Assembly bowls of porridge:
  1. In serving bowls, add porridge.
  2. Flavor to taste with Marmite or light soy sauce and white pepper.
  3. Add condiments on top.

Goji Berry Chicken Noodle Soup

Recipe by: SH

Prep Time: 15 min
Cook Time: 7-9 hrs
Serving Size: 4

Tools: 4-quart slow cooker, pot

Ingredients:
A:
8 chicken drumsticks
8 shitake mushrooms
1/4 cup goji berries
1/2 lbs carrots (large chunk)
3 chicken bouillon
1/4 cup light soy sauce
1/4 cup dark soy sauce
1 tsp black pepper

B:
1 packet of rice noodles

Steps:

Soup:
  1. Clean drumsticks, mushrooms, and carrots.
  2. Add ingredients A into slow cooker.
  3. Add water to cover all ingredients.
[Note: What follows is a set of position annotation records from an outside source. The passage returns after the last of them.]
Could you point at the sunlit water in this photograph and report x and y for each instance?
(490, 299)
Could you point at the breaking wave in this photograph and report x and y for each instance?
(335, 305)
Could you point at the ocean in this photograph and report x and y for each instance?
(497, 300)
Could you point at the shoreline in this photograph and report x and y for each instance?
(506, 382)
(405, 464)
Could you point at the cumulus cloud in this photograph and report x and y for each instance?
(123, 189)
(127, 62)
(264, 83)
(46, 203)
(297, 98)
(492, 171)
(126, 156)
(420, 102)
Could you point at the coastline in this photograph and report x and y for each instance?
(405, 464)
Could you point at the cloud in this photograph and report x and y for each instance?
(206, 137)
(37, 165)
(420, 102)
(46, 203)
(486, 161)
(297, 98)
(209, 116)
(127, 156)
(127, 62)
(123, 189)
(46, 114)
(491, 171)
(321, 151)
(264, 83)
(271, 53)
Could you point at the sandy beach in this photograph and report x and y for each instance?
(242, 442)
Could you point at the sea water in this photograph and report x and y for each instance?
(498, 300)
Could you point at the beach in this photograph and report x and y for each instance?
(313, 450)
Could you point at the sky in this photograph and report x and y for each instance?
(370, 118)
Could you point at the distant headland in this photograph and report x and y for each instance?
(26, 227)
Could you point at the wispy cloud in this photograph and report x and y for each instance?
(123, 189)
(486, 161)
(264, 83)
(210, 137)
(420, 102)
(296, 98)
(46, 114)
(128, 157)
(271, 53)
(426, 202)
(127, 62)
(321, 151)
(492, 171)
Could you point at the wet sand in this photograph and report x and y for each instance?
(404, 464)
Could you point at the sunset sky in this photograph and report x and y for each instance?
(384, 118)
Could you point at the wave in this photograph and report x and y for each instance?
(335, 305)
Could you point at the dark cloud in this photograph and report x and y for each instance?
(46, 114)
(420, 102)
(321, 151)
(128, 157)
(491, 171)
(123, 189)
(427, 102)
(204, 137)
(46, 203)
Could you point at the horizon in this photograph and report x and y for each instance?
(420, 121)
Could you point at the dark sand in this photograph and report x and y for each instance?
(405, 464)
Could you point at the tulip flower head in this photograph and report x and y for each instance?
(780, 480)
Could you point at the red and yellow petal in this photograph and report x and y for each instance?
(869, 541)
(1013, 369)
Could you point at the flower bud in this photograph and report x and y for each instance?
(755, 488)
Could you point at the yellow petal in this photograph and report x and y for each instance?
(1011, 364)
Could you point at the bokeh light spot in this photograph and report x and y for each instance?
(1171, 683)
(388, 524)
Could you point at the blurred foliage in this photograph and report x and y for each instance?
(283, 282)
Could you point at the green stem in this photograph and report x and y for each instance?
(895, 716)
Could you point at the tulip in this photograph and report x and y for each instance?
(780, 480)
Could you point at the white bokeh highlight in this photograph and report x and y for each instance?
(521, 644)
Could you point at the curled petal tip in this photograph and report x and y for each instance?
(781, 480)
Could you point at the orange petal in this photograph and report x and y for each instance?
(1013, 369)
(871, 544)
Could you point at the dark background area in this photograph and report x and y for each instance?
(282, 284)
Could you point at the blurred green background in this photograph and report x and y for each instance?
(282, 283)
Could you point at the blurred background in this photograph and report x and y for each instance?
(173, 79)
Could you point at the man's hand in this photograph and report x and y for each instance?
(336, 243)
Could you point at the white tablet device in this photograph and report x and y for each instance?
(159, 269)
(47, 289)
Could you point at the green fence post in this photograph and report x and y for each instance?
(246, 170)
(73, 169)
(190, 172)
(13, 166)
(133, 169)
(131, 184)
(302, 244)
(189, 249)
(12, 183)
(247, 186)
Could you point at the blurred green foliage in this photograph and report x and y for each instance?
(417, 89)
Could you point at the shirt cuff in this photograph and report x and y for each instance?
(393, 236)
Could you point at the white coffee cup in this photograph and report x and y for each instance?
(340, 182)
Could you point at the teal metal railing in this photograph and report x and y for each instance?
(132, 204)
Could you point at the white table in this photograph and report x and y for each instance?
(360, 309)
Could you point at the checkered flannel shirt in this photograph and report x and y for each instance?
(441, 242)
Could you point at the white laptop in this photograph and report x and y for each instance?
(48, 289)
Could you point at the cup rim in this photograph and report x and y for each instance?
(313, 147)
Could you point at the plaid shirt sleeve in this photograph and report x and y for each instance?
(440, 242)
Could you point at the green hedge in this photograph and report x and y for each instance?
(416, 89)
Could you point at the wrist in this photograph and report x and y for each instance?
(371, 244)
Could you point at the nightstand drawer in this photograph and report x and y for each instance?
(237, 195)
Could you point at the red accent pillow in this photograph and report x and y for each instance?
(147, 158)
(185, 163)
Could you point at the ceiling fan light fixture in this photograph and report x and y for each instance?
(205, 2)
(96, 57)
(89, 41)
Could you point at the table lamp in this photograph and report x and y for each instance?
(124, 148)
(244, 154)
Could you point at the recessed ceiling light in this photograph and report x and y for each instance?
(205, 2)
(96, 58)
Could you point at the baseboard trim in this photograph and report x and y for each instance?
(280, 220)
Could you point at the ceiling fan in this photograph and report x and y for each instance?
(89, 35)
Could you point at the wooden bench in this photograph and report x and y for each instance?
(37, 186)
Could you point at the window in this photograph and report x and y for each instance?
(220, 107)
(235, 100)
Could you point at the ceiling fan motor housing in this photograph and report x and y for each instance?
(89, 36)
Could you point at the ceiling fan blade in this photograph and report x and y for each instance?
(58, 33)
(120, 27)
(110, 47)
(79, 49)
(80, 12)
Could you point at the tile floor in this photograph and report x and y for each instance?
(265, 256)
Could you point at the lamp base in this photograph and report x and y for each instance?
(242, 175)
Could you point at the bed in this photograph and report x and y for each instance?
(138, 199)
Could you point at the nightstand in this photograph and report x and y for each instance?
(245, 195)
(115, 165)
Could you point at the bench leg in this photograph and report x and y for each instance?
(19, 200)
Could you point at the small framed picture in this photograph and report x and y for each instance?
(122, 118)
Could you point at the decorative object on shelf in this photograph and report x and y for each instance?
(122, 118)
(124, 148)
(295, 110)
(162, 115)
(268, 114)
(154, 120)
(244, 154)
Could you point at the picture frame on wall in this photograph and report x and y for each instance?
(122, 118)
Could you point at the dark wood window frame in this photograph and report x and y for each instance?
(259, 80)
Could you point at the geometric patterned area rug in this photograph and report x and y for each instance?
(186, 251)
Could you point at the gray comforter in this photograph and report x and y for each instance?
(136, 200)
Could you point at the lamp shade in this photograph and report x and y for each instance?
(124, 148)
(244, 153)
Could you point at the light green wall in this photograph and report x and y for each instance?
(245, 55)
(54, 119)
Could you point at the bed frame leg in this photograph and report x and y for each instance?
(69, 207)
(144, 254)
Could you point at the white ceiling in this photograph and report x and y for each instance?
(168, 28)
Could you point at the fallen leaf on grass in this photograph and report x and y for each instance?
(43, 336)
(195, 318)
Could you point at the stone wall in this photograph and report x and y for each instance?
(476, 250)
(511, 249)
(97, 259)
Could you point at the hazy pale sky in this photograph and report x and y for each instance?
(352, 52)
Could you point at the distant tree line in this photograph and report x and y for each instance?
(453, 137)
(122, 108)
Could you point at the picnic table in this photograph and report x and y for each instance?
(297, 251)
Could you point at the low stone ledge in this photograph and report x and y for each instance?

Suggestion: 1" from the rim of slow cooker.
  4. Cook on LOW for 6-8 hrs.
Noodles:
  1. Fill up 3/4 of a large pot with water.
  2. Bring it to boil.
  3. Add noodles to cook per packet instructions.
  4. Strain noodles into cold water. Leave for 30 sec.
  5. Strain.
Assembly bowls of noodle soup:
  1. In serving bowls, add noodles.
  2. Add shitake mushrooms and drumsticks on top.
  3. Pour in piping hot soup with goji berries.